# Parsing XML

In Chapter 11, we wrote an XML parser for the neoplasm taxonomy. While parsing
the file, our script automatically checked to determine that the file is well-formed
XML (i.e., if it conforms to the rules of XML syntax). Had there been any nonconforming
lines or characters anywhere in the 10+ megabyte (MB) neoplasm taxonomy
file, our script would have indicated the specific lines in the file where a syntactic error
occurred. Let us write a script whose only purpose is to check XML documents for
proper syntax.

In [1]:
import xml.sax
import pprint
parser = xml.sax.make_parser( )
parser.parse('./K11946_Files/NEOCL.XML')

## Script Algorithm: Parsing XML

1. Import an XML parsing module.
2. Create a new parser object.
3. Using a (parsing) method available in the parsing module, provide the method
with the name of the file you wish to parse.
4. The parsing module will send a message to your screen if any parts of the file
are not well formed.

## Analysis: Parsing XML

This script takes just a few lines of code, and parses XML files very quickly. The script
determines whether the XML file is well formed. For this example, I deliberately
opened the 10+ MB neocl.xml file, and created a syntax error by removing the end
of the stage tag a few lines from the end of the file. The script found the error and
reported the file location where the error occurred. Syntax errors, when they occur,
are always detected.
There are basically two types of XML parsing methods: stream methods (such as
our script), and DOM (Document Object Model) methods.
Stream methods parse through the file, much like any text parser, until an XML
“event” occurs (such as an encounter with the beginning of an XML tag, or the end of
an XML tag).
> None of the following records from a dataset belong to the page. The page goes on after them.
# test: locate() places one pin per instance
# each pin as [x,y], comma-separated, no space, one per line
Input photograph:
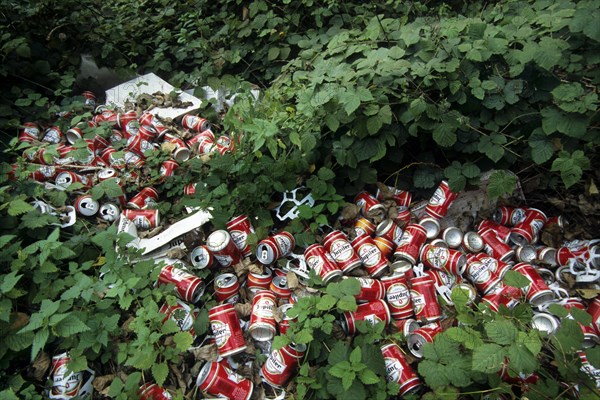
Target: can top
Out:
[218,240]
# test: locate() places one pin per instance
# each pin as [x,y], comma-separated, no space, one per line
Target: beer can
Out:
[187,286]
[363,226]
[412,240]
[275,247]
[495,247]
[239,228]
[182,314]
[201,257]
[262,322]
[69,385]
[452,261]
[389,230]
[145,198]
[215,379]
[368,204]
[256,282]
[282,364]
[320,261]
[424,299]
[143,219]
[337,245]
[86,205]
[280,288]
[398,370]
[440,201]
[417,339]
[397,296]
[537,292]
[151,391]
[372,258]
[373,313]
[370,289]
[227,288]
[225,325]
[223,248]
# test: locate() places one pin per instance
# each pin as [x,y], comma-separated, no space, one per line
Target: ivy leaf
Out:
[160,373]
[183,340]
[488,358]
[501,183]
[501,331]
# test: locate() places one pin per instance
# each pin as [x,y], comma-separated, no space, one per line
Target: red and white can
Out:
[145,198]
[509,216]
[227,288]
[368,204]
[275,247]
[425,334]
[412,240]
[398,370]
[187,286]
[215,379]
[527,231]
[282,364]
[372,258]
[373,313]
[320,261]
[440,201]
[337,245]
[239,228]
[223,248]
[397,296]
[495,247]
[86,205]
[69,385]
[201,257]
[195,123]
[537,292]
[363,226]
[143,219]
[452,261]
[182,314]
[370,289]
[225,325]
[256,282]
[424,299]
[262,321]
[151,391]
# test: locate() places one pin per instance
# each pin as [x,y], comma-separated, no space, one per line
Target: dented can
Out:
[372,258]
[239,228]
[215,379]
[227,288]
[398,370]
[282,364]
[223,248]
[187,286]
[225,325]
[69,385]
[320,261]
[262,321]
[373,313]
[337,245]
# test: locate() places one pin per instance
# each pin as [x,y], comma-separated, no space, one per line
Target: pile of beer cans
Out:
[407,265]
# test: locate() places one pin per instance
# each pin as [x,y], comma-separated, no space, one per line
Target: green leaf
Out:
[183,340]
[501,183]
[70,326]
[488,358]
[39,341]
[501,331]
[160,373]
[9,281]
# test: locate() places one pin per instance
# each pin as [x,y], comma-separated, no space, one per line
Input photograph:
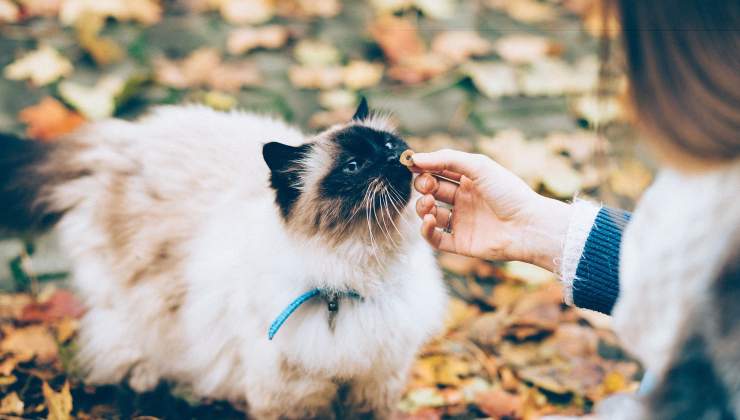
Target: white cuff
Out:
[579,226]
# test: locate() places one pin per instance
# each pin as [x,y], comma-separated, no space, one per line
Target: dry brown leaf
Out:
[243,40]
[459,46]
[29,342]
[233,76]
[9,11]
[41,67]
[528,11]
[498,403]
[308,77]
[49,119]
[246,11]
[203,67]
[362,74]
[419,69]
[398,38]
[520,49]
[11,404]
[630,179]
[12,304]
[458,264]
[61,304]
[314,53]
[59,404]
[493,79]
[145,11]
[103,50]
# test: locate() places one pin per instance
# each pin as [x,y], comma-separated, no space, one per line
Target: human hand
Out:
[495,214]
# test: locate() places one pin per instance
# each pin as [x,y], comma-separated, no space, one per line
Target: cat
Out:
[191,230]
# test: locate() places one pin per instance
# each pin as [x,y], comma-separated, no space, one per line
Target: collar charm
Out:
[332,302]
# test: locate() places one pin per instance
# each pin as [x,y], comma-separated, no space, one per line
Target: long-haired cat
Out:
[191,230]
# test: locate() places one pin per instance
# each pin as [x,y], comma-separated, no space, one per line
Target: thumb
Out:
[468,164]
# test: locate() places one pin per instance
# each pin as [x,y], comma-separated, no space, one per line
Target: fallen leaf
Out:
[459,46]
[309,77]
[11,404]
[498,403]
[362,74]
[103,50]
[597,110]
[204,68]
[49,119]
[398,38]
[527,273]
[243,40]
[458,264]
[521,49]
[630,179]
[62,304]
[246,11]
[59,404]
[42,66]
[232,76]
[8,12]
[94,102]
[144,11]
[314,53]
[29,342]
[528,11]
[12,304]
[219,100]
[493,79]
[338,99]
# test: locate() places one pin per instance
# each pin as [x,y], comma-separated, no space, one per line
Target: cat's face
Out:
[348,180]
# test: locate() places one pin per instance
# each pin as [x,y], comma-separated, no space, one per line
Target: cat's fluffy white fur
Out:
[183,260]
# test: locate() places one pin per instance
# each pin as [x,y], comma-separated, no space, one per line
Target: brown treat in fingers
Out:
[407,158]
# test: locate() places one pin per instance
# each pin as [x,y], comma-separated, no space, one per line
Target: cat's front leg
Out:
[377,396]
[281,391]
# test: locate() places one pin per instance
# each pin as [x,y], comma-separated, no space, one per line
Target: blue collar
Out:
[332,297]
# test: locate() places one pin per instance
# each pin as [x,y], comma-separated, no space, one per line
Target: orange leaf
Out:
[49,119]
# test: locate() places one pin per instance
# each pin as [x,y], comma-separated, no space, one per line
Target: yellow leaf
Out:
[243,40]
[493,79]
[28,342]
[59,403]
[8,11]
[11,404]
[144,11]
[362,74]
[42,66]
[93,102]
[459,46]
[247,11]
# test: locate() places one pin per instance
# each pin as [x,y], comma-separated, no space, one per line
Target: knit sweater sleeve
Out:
[589,267]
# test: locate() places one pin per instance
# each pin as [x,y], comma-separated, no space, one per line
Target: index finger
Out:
[450,163]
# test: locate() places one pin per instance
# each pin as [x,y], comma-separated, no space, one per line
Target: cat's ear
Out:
[362,110]
[281,157]
[285,163]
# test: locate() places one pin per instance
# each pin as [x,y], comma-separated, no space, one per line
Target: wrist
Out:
[544,232]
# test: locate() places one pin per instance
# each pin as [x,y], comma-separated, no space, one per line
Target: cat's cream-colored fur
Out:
[183,260]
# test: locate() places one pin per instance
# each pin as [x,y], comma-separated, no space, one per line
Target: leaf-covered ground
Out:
[515,79]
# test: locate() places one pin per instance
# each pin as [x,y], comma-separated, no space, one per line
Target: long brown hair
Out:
[683,66]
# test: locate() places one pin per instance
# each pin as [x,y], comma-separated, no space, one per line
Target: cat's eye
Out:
[351,167]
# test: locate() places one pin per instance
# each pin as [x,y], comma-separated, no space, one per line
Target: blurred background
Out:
[535,84]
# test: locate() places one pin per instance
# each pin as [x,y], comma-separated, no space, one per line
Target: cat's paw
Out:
[143,377]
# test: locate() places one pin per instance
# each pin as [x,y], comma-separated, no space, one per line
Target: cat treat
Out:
[407,158]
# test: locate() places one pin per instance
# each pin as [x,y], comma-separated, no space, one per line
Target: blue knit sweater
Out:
[596,285]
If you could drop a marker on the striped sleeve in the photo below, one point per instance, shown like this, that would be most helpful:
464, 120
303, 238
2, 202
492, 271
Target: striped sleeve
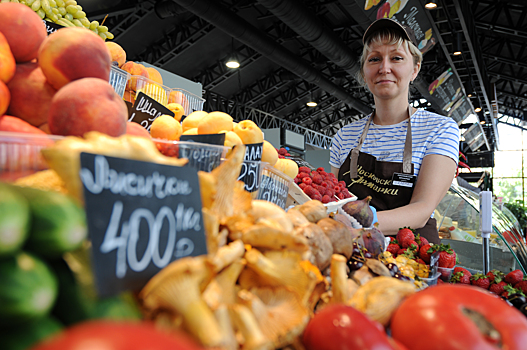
445, 140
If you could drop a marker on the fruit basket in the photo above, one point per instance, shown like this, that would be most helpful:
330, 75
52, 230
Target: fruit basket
118, 79
274, 186
202, 156
20, 154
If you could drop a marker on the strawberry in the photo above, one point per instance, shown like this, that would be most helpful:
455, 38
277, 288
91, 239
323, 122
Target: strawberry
423, 253
522, 285
408, 243
514, 277
404, 234
498, 288
393, 248
460, 277
495, 276
480, 280
465, 271
421, 241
When an event occurs, information is collected that must be reconciled
with subsequent events (e.g., every tag must have an end tag, and child tags must end
before the parent tag ends). The streaming parsers permit users to add additional commands
to be executed during an event.
DOM parsers build a model of the XML structure (i.e., all the XML objects and
their relationships to each other). DOMs allow us to use the relationships among
XML objects in applications. The drawback of DOM parsers is that iterations up and
down the relational model, as the XML document is parsed, slow the script. A large
XML document (many megabytes) with a complex XML structure can take a very
long time to parse.
Because I tend to use big XML documents, with many child elements, that have
long lineages, I use stream parsers exclusively. I suspect that healthcare workers, who
use large XML data sets, will tend to rely on stream parsers.

# Dublin Core Metadata

The Dublin Core consists of about 15 data elements, selected by a group of librarians,
that specify the kind of file information a librarian might use to describe a file, index
the described file, and retrieve files based on included information.
There are many publicly available documents that describe the Dublin Core elements:
http://www.ietf.org/rfc/rfc2731.txt
The Dublin Core elements can be inserted into HTML documents, simple XML
documents, or RDF documents. A public document explains exactly how the Dublin
Core elements can be used in these file formats:
http://dublincore.org/documents/usageguide/#rdfxml
An example of a simple, and shortened, Dublin Core file description in RDF format
is shown in Figure 18.1:
Because RDF is a dialect of XML, we can parse RDF files with the same scripts
that parse XML files. Because XML (and RDF) are ASCII files, they can be inserted
into the header sections of image files. When Dublin Core RDF is inserted into an
image file, it can be easily extracted and used to identify the file, and the individual
Dublin Core elements can be combined with Dublin Core elements from other files
to organize a wide range of data sources.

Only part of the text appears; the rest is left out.